Both Band Councils and Hereditary Chiefs were invited to participate in the regulatory and legal process, which preceded the provincial government’s authorization of the project, and the Chiefs who are now protesting chose not to participate, Millen says. It is unfair for one group within the many making up the Wet'suwet'en nation to veto the project, he says.

“To me, reconciliation requires engagement and requires both all participants and all interested people to participate in dialogue,” he says. “And it is problematic for someone to refuse to participate in dialogue and then to create a physical blockade to a permitted project.”

Missing in the media coverage of the blockades and protests is recognition of the fact B.C. is in “a completely different legal realm” than the rest of Canada, due to the lack of signed treaties, says Callison, who is a member of northwestern B.C.’s Tahltan Nation.

“The big issue in British Columbia is the continued denial of aboriginal title by the provincial governments and also by Canada,” says Darwin Hanna, also a founding partner of Callison & Hanna and a lawyer whose practice focuses on land claims, self-government and business law. Hanna, who also practises in the Northwest Territories, contrasts his own province with the dynamic in its northern neighbour, where he says the system operates more equitably.

“In the Northwest Territories, they have a true government-to-government relationship, in that you have the government of Canada you have the government of Northwest Territories and you have Indigenous governments,” he says. “In respect to any decisions that affecting the land, water and resources, nothing moves forward without each governing body providing their consent to any development.”

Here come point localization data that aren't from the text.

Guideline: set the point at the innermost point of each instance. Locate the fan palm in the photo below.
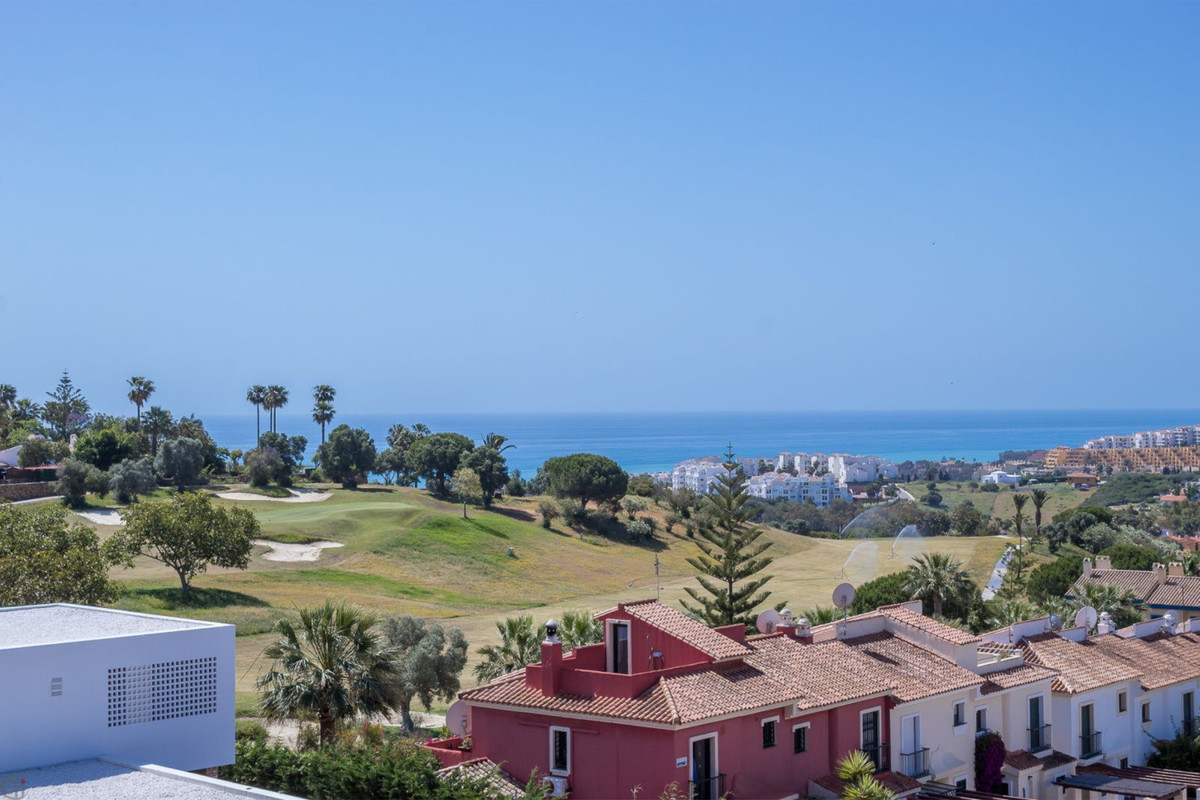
(331, 663)
(139, 392)
(937, 577)
(520, 645)
(257, 395)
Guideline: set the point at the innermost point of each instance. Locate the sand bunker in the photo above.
(282, 552)
(298, 495)
(102, 516)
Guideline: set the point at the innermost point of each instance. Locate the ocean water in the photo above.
(643, 443)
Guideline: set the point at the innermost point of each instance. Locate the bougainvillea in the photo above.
(990, 753)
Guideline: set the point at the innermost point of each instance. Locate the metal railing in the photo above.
(1090, 745)
(915, 764)
(1039, 738)
(709, 788)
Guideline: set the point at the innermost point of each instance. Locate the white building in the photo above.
(82, 683)
(1002, 477)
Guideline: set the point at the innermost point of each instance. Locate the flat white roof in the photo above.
(30, 625)
(95, 780)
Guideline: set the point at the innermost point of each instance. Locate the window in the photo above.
(801, 739)
(768, 733)
(559, 751)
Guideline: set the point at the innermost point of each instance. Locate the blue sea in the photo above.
(646, 443)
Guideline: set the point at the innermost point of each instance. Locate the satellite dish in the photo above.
(456, 717)
(768, 620)
(1086, 618)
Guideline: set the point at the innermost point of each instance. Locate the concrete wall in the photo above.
(43, 729)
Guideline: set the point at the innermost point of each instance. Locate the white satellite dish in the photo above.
(456, 719)
(1086, 618)
(768, 620)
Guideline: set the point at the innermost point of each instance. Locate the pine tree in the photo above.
(731, 555)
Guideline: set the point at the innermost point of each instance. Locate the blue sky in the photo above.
(603, 206)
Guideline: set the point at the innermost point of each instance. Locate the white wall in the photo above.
(42, 729)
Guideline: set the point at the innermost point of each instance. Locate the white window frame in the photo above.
(797, 727)
(553, 729)
(610, 650)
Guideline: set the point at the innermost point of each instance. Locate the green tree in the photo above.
(436, 457)
(139, 392)
(66, 413)
(520, 645)
(334, 665)
(939, 578)
(187, 534)
(180, 461)
(257, 396)
(586, 477)
(323, 407)
(46, 560)
(731, 559)
(430, 661)
(466, 487)
(347, 456)
(491, 468)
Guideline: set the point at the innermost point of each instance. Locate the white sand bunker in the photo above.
(282, 552)
(297, 495)
(102, 516)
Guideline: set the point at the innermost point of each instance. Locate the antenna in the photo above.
(1086, 618)
(457, 716)
(768, 620)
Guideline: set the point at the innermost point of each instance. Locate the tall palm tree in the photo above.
(1039, 499)
(334, 663)
(257, 395)
(937, 577)
(323, 407)
(520, 645)
(496, 441)
(159, 421)
(139, 392)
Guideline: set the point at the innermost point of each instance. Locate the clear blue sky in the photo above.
(603, 206)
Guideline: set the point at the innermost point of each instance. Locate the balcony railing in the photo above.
(709, 788)
(1039, 739)
(915, 764)
(879, 756)
(1090, 745)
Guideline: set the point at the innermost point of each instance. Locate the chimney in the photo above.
(551, 660)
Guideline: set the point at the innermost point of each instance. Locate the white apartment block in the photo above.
(798, 488)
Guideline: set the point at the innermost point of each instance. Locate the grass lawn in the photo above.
(407, 553)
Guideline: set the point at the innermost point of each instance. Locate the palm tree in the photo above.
(497, 443)
(858, 771)
(333, 665)
(936, 577)
(257, 395)
(159, 421)
(520, 645)
(1039, 499)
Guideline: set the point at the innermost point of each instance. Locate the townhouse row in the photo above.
(666, 701)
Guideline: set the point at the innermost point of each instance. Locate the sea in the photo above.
(655, 441)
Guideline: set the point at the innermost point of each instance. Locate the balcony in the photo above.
(915, 764)
(711, 788)
(1039, 739)
(1090, 745)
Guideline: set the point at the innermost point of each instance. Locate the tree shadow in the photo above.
(198, 597)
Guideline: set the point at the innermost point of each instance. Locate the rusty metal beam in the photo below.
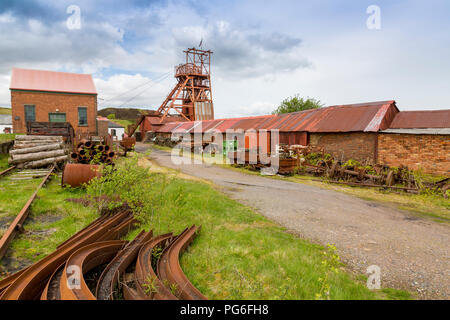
(169, 269)
(16, 225)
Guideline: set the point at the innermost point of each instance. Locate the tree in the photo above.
(297, 103)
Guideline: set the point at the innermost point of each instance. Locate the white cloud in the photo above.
(132, 90)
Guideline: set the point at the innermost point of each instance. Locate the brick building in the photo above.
(48, 96)
(417, 139)
(374, 132)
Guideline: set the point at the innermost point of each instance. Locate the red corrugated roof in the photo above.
(364, 117)
(39, 80)
(421, 119)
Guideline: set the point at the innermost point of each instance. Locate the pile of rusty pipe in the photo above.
(169, 269)
(144, 270)
(87, 150)
(32, 281)
(110, 275)
(76, 174)
(16, 225)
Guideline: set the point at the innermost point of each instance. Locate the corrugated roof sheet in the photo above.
(40, 80)
(364, 117)
(442, 131)
(421, 119)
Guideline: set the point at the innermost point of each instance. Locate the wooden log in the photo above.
(31, 137)
(35, 143)
(45, 162)
(21, 158)
(46, 147)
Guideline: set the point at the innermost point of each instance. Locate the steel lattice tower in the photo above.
(191, 97)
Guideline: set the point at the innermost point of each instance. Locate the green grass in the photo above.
(6, 136)
(240, 254)
(52, 220)
(3, 162)
(433, 206)
(4, 110)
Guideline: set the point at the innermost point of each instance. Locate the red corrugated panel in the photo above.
(345, 118)
(249, 123)
(39, 80)
(168, 127)
(421, 119)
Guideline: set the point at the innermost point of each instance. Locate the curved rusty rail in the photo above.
(145, 273)
(32, 281)
(85, 259)
(110, 275)
(169, 269)
(4, 172)
(16, 225)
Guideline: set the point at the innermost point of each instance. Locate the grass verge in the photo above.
(51, 221)
(240, 254)
(431, 206)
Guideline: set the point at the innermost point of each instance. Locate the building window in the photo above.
(57, 117)
(82, 116)
(30, 114)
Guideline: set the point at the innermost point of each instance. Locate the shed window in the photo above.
(82, 116)
(30, 114)
(57, 117)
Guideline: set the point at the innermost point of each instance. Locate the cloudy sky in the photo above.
(264, 51)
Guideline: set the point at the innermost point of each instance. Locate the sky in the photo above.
(338, 52)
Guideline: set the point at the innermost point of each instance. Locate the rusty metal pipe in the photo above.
(76, 174)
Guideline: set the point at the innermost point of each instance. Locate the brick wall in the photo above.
(47, 102)
(359, 146)
(430, 152)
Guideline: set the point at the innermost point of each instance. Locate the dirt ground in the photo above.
(412, 252)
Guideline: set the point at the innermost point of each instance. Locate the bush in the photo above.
(128, 184)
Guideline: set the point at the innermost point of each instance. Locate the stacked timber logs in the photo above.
(88, 151)
(37, 151)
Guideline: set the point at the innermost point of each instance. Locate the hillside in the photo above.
(4, 110)
(123, 113)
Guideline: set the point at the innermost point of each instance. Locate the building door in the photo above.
(57, 117)
(30, 114)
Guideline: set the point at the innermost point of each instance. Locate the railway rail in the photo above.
(126, 266)
(17, 224)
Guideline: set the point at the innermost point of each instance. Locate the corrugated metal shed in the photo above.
(39, 80)
(443, 131)
(421, 119)
(364, 117)
(5, 119)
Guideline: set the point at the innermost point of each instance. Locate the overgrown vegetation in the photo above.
(3, 162)
(6, 136)
(52, 219)
(238, 254)
(297, 103)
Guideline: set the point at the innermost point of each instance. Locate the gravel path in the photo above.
(412, 252)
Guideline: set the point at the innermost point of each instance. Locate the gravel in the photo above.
(412, 252)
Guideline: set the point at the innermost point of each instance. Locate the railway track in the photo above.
(127, 267)
(17, 225)
(5, 172)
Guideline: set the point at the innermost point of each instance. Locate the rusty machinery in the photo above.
(191, 98)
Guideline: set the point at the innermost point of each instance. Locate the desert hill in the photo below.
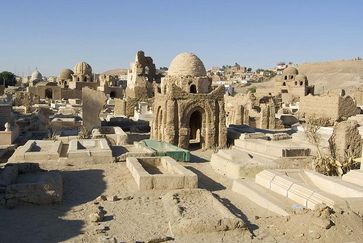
(342, 74)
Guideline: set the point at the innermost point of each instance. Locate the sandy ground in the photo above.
(140, 216)
(343, 74)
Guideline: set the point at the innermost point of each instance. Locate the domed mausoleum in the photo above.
(82, 77)
(291, 85)
(186, 111)
(65, 77)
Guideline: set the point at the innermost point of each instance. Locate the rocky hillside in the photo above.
(335, 74)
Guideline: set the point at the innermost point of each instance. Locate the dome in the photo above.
(187, 64)
(83, 68)
(301, 77)
(290, 71)
(66, 74)
(36, 75)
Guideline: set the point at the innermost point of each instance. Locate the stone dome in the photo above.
(187, 64)
(36, 75)
(301, 77)
(290, 71)
(83, 68)
(66, 74)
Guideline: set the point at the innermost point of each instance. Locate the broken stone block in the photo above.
(345, 141)
(8, 175)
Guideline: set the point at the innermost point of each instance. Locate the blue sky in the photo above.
(52, 35)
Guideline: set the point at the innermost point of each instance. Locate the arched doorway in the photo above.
(49, 93)
(195, 126)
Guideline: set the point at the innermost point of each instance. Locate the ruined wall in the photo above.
(345, 141)
(93, 103)
(120, 107)
(357, 94)
(71, 94)
(2, 89)
(250, 110)
(330, 107)
(5, 115)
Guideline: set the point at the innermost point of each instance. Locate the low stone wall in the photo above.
(45, 187)
(175, 176)
(330, 107)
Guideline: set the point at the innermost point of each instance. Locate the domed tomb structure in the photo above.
(140, 77)
(65, 77)
(82, 77)
(35, 78)
(186, 111)
(291, 84)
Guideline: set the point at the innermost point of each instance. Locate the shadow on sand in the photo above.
(206, 182)
(34, 223)
(238, 213)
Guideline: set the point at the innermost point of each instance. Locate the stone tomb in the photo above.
(77, 152)
(197, 211)
(290, 188)
(115, 135)
(160, 173)
(35, 150)
(27, 183)
(90, 151)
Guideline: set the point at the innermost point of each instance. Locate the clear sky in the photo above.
(56, 34)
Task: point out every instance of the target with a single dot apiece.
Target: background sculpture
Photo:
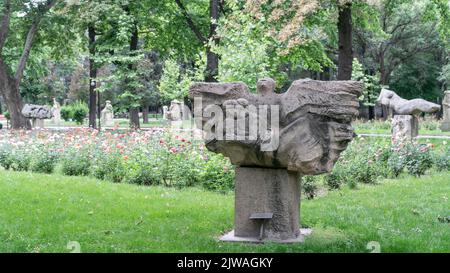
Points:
(445, 127)
(107, 115)
(313, 129)
(405, 124)
(406, 107)
(37, 113)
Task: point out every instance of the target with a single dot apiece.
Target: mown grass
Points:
(42, 213)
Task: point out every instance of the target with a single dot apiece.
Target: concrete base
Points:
(267, 191)
(231, 237)
(405, 126)
(445, 127)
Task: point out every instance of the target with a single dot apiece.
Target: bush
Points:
(5, 157)
(418, 159)
(79, 112)
(442, 162)
(309, 186)
(20, 160)
(75, 162)
(43, 161)
(66, 113)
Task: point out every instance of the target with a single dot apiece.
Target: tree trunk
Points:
(134, 111)
(371, 112)
(10, 90)
(134, 118)
(345, 43)
(92, 81)
(145, 113)
(212, 59)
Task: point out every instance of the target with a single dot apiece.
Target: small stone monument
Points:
(445, 127)
(174, 113)
(56, 111)
(37, 113)
(405, 124)
(107, 115)
(309, 127)
(165, 110)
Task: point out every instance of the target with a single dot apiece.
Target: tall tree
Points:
(10, 82)
(345, 42)
(212, 62)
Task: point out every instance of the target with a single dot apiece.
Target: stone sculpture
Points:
(174, 113)
(107, 115)
(311, 127)
(165, 111)
(405, 124)
(402, 106)
(37, 113)
(56, 111)
(445, 127)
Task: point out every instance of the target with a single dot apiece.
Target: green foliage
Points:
(372, 87)
(75, 162)
(44, 161)
(66, 112)
(174, 83)
(309, 186)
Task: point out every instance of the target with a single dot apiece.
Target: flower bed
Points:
(155, 157)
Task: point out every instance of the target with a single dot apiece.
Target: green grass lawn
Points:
(42, 213)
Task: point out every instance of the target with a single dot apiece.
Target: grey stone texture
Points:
(37, 111)
(314, 122)
(313, 129)
(264, 190)
(404, 127)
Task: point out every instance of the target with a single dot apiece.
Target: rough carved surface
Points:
(406, 107)
(37, 111)
(314, 124)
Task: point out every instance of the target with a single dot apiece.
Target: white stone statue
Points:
(107, 115)
(174, 113)
(445, 127)
(165, 111)
(405, 124)
(56, 110)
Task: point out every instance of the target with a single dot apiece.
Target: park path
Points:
(420, 136)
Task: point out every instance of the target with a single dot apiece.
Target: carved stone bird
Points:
(312, 128)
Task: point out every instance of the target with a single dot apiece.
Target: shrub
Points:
(418, 159)
(442, 162)
(66, 113)
(309, 186)
(333, 180)
(75, 162)
(79, 112)
(43, 161)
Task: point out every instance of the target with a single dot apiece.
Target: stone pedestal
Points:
(405, 126)
(263, 191)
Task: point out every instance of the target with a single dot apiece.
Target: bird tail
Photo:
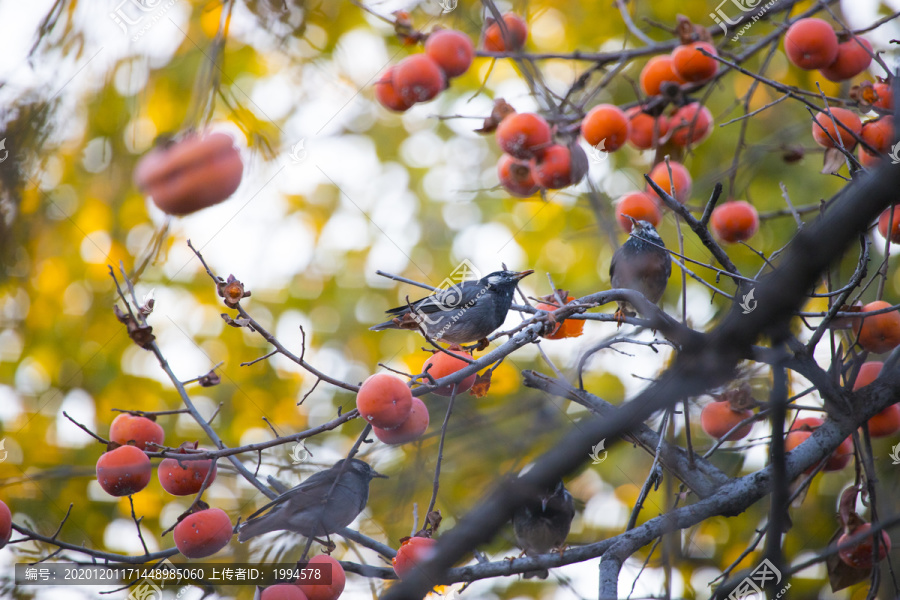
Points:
(539, 573)
(382, 326)
(254, 527)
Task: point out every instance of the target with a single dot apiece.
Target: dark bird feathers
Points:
(460, 314)
(309, 510)
(642, 264)
(542, 523)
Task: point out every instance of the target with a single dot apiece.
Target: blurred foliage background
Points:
(410, 194)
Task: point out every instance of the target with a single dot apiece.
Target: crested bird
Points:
(641, 264)
(542, 523)
(460, 314)
(317, 506)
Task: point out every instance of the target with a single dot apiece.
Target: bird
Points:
(641, 264)
(462, 313)
(542, 523)
(313, 508)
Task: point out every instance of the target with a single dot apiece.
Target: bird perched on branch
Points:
(641, 264)
(542, 523)
(462, 313)
(316, 507)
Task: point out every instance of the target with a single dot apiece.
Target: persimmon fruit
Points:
(184, 477)
(384, 401)
(388, 96)
(878, 333)
(641, 206)
(145, 433)
(643, 126)
(516, 33)
(196, 172)
(692, 65)
(452, 50)
(690, 124)
(417, 78)
(412, 552)
(523, 135)
(124, 471)
(681, 178)
(734, 221)
(411, 429)
(658, 71)
(441, 364)
(203, 533)
(515, 176)
(608, 124)
(811, 44)
(852, 59)
(566, 327)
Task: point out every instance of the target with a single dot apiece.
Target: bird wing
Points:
(444, 299)
(306, 494)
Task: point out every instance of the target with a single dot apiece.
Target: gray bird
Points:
(460, 314)
(542, 523)
(641, 264)
(309, 510)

In response to calls for the Hereditary Chiefs and other protestors to respect the rule of law, Hanna notes it was the rule of law which mandated residential schools, mandated forced movement and was used “as a vehicle to allow settlers to pre-empt lands,” including with the conferring of major forestry licenses to companies not controlled by Indigenous people.

“You have this whole history of colonization that has benefited from the so-called ‘rule of law’ to favour the settlers and governments to the detriment of indigenous peoples,” Hanna says. “Now we have a situation in B.C., where you have the continued denial [of Aboriginal title] which has given rise to this conflict. The government has known for quite a few years now that they never received consent of the Wet'suwet'en and now they're trying to advance this project, and it sort of begs the question regarding the intentions of the crown to act honourably with respect to the implementation of Aboriginal title.”

The B.C. and Canadian governments have had 20 years to negotiate an agreement which brings together traditional leadership with band councils and defines the roles of bands and traditional governance, says Janes. He adds another path to an improved state of affairs would be getting Delgamuukw back in court.